Vaccinia virus (VACV) inhibits the metabolism of macrophages. Peritoneal exudate cells (PECs) (a) were infected with VACV [multiplicity of infection (MOI) = 2], and 1153 B cells (b) at an MOI of 5 and metabolism was measured by the reduction of 10 μl of 3-(4,5-dimethylthiazol-2-yl)-5-(3-carboxymethoxyphenyl)-2-(4-sulphophenyl)-2H-tetrazolium, inner salt/phenazine methosulphate (MTS/PMS). Standard deviation error bars are shown on all figures but are too small to be visible on some graphs. *P < 0·05.

Figure 10

Vaccinia virus (VACV) does not replicate to high titres in peritoneal exudate cells (PECs). BS-C-1 cells or PECs were infected with VACV [multiplicity of infection (MOI) = 10]. Cells were collected at designated times post-infection. Cell-associated virus was titrated on BS-C-1 monolayers.

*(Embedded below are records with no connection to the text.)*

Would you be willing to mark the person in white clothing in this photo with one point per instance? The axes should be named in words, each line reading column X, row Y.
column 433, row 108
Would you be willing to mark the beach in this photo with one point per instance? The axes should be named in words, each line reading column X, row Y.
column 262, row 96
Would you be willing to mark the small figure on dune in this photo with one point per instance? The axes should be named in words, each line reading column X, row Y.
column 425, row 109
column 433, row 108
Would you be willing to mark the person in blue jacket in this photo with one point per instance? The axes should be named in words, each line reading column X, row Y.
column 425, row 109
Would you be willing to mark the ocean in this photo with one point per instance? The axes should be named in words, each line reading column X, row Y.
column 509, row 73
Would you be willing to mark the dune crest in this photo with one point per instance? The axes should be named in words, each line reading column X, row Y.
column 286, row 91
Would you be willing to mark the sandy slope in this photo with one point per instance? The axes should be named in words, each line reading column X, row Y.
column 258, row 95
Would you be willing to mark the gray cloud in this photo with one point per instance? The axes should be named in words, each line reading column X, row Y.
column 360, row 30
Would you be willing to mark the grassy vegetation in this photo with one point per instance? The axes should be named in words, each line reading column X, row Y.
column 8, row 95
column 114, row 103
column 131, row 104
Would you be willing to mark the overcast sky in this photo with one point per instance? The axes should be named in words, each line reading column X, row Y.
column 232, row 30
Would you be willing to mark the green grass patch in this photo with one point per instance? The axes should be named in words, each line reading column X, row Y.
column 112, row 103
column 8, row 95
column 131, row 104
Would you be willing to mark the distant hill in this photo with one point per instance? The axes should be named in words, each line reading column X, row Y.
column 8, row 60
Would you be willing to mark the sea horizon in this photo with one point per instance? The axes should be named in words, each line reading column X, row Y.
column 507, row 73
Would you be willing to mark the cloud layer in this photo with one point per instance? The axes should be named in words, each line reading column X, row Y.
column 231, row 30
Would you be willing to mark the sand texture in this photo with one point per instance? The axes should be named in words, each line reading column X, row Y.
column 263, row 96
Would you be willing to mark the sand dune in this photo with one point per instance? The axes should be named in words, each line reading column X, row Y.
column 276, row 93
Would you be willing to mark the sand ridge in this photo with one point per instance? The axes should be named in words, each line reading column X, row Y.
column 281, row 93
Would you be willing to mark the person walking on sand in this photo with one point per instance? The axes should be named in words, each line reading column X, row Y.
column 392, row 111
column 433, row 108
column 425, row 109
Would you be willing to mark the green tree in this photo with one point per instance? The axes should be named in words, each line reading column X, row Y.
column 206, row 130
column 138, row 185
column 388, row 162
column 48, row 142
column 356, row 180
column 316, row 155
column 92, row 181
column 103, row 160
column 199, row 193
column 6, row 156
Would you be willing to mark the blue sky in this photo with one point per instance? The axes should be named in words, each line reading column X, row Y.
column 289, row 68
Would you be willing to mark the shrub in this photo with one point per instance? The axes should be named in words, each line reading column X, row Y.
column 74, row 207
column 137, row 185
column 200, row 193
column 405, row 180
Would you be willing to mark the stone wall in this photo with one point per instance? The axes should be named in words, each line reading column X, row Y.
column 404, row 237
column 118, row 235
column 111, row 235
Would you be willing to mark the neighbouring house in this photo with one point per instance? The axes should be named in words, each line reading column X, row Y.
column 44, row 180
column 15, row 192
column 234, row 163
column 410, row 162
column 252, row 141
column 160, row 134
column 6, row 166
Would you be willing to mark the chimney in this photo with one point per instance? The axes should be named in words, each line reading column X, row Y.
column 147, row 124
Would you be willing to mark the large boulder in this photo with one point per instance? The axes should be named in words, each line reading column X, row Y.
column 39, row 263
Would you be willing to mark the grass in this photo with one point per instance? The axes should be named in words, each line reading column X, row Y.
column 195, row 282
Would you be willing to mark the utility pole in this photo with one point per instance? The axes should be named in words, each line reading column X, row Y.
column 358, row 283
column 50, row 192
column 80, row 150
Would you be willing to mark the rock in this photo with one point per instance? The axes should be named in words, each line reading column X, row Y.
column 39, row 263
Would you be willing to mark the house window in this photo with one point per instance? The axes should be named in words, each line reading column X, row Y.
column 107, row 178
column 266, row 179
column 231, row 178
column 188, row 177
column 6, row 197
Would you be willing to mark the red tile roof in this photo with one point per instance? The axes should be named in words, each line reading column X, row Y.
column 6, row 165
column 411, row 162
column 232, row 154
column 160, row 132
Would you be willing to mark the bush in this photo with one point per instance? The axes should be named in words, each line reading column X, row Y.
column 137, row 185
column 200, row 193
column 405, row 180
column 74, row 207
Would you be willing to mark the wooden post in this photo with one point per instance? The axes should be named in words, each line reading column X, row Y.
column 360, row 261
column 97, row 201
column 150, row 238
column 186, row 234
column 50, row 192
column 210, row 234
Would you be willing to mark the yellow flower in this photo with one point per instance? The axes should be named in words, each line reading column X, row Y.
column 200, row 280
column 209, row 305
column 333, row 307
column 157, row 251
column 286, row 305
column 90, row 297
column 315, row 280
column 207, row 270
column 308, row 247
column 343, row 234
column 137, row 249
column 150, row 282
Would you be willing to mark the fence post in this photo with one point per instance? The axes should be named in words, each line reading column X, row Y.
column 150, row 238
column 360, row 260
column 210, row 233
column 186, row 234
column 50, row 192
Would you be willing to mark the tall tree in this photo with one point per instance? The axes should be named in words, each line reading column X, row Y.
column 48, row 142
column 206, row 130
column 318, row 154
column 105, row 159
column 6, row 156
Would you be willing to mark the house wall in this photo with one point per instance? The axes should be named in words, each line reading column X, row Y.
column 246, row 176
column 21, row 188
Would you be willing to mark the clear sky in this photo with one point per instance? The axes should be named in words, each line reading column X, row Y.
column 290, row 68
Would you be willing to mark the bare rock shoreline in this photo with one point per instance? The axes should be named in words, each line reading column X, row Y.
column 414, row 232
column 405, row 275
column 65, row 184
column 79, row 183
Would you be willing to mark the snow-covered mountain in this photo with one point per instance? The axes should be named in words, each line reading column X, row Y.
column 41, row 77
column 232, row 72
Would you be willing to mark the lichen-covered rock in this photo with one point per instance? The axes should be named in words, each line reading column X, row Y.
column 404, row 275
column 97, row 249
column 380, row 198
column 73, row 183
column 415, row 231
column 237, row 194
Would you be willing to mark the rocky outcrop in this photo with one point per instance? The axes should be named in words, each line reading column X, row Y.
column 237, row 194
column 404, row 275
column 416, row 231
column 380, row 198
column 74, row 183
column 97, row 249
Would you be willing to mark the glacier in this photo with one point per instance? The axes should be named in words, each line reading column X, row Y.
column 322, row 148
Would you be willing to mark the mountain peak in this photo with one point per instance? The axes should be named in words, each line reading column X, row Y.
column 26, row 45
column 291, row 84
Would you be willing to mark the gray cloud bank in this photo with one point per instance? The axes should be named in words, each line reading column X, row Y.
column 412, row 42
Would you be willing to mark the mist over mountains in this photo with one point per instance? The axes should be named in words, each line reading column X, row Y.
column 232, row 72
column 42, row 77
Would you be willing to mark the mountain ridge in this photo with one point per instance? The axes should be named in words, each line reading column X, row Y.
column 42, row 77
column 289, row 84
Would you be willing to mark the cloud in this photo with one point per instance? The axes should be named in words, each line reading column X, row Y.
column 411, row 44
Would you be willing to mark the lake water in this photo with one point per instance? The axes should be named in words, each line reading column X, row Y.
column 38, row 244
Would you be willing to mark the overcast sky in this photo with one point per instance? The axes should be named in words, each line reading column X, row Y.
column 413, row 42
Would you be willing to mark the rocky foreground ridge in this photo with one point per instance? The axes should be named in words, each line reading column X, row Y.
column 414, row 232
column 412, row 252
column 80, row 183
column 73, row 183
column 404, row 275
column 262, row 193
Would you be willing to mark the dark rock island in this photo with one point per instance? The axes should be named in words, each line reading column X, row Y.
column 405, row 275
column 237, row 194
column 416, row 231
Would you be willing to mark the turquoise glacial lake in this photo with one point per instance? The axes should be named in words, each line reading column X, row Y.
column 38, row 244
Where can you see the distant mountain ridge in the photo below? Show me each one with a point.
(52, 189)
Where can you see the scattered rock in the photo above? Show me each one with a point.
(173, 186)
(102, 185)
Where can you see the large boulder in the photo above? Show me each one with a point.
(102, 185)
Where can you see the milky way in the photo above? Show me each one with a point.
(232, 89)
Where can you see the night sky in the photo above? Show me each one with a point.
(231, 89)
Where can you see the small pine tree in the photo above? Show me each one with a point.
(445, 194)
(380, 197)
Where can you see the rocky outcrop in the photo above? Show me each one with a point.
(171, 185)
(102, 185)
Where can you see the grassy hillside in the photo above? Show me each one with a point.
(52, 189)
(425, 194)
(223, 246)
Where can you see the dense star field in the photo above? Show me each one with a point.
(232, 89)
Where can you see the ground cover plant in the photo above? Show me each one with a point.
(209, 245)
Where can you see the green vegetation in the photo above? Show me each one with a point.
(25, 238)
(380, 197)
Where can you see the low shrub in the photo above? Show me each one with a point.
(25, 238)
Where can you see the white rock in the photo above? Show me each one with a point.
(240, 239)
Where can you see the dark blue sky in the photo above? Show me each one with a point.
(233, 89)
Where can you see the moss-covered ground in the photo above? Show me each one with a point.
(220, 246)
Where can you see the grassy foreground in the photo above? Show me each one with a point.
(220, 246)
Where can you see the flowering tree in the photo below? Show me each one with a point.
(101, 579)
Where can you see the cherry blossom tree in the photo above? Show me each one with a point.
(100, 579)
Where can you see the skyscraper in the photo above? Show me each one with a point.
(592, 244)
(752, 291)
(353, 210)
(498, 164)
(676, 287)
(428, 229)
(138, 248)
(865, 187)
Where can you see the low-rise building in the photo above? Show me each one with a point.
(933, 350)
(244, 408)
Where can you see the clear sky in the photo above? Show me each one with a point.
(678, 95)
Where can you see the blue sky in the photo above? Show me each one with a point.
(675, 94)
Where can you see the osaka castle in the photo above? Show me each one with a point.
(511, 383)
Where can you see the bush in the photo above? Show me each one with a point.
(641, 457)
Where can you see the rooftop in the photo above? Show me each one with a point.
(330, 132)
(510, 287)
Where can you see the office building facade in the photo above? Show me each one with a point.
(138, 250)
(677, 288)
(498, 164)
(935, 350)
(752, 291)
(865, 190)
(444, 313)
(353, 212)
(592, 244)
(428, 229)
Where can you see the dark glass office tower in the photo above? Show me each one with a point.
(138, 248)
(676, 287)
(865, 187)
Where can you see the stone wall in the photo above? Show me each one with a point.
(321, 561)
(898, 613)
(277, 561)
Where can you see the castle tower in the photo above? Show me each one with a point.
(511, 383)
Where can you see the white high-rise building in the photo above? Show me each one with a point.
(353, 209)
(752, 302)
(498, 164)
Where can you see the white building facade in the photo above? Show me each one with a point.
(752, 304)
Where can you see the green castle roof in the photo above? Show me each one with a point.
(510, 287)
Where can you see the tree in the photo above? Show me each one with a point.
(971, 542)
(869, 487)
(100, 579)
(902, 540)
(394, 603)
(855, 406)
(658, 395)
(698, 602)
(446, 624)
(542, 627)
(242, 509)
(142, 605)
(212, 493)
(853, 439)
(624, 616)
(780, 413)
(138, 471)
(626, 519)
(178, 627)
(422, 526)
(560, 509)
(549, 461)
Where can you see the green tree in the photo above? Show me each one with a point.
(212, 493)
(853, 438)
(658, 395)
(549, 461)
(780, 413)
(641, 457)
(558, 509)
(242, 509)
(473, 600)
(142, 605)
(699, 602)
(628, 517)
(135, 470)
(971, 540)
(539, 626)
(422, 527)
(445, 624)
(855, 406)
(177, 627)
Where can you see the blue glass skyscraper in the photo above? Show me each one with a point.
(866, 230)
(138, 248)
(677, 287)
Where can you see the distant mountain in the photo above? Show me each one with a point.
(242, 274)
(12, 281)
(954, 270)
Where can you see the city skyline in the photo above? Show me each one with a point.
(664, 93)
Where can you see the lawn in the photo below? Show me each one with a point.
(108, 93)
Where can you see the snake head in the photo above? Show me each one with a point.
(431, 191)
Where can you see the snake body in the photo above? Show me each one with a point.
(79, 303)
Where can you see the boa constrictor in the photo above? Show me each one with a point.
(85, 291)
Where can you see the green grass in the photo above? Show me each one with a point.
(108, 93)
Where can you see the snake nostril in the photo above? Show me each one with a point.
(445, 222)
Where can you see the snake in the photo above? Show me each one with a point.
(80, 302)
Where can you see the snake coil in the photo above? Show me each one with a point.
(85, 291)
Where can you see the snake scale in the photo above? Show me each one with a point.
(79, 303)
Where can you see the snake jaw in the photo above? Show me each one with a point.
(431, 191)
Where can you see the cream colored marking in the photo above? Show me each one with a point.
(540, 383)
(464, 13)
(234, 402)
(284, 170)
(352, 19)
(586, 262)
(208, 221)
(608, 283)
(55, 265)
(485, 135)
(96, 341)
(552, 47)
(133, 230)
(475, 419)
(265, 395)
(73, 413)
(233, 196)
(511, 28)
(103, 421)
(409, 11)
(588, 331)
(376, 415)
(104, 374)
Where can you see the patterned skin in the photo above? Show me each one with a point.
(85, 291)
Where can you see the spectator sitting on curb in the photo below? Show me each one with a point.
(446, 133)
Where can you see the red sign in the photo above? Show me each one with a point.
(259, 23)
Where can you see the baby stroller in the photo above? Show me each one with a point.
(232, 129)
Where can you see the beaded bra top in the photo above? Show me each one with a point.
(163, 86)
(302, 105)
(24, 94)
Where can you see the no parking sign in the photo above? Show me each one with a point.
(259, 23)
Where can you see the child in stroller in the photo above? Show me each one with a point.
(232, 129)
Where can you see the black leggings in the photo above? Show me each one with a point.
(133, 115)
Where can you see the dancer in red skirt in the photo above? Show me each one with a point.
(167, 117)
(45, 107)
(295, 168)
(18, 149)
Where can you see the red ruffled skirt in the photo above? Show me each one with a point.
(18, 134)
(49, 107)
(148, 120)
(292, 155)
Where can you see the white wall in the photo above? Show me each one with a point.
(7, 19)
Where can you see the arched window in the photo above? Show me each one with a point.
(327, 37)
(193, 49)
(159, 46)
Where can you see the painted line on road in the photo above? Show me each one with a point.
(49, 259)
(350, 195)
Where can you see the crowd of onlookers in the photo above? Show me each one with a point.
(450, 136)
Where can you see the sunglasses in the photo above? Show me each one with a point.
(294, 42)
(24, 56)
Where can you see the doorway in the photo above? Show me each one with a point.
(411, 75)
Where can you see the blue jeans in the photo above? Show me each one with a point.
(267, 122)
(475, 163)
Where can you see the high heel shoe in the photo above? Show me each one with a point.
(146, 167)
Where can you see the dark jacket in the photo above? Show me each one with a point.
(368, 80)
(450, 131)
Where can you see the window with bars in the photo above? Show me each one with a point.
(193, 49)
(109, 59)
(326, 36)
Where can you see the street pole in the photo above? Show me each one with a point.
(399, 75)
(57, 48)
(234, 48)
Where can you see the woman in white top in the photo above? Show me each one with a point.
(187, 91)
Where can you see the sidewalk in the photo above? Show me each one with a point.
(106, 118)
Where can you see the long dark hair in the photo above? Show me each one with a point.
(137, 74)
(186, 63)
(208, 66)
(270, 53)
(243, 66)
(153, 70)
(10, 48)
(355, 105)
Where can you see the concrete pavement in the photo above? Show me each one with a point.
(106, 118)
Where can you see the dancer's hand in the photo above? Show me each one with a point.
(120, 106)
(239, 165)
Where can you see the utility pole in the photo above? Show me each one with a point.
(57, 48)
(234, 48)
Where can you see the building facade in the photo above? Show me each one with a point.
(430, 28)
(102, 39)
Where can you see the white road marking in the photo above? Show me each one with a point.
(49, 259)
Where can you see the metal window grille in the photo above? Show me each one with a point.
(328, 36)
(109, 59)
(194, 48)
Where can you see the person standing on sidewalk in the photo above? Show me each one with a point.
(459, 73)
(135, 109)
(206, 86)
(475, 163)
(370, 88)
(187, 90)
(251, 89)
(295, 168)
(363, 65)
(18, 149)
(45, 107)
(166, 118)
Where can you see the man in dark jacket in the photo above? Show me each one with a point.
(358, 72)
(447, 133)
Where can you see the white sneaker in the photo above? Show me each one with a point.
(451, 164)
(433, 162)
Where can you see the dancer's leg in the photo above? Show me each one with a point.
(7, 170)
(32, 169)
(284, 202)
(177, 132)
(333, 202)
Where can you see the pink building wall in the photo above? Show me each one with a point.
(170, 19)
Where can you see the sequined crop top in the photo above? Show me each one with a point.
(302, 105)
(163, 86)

PFU, plaque-forming units.

Figure 11

Vaccinia virus (VACV) decreases peptide–major histocompatibility complex (MHC) complexes. Spleens were harvested from B10.A-H2^i5 H2-T18^a/(5R)SgSnJ mice and uninfected or VACV-infected with purified virus for 3 hr [multiplicity of infection (MOI) = 10] and then incubated with biotin-conjugated Y-Ae and streptavidin-R-phycoerythrin. C57Bl/6 mice and were used as a negative control and showed no staining above background.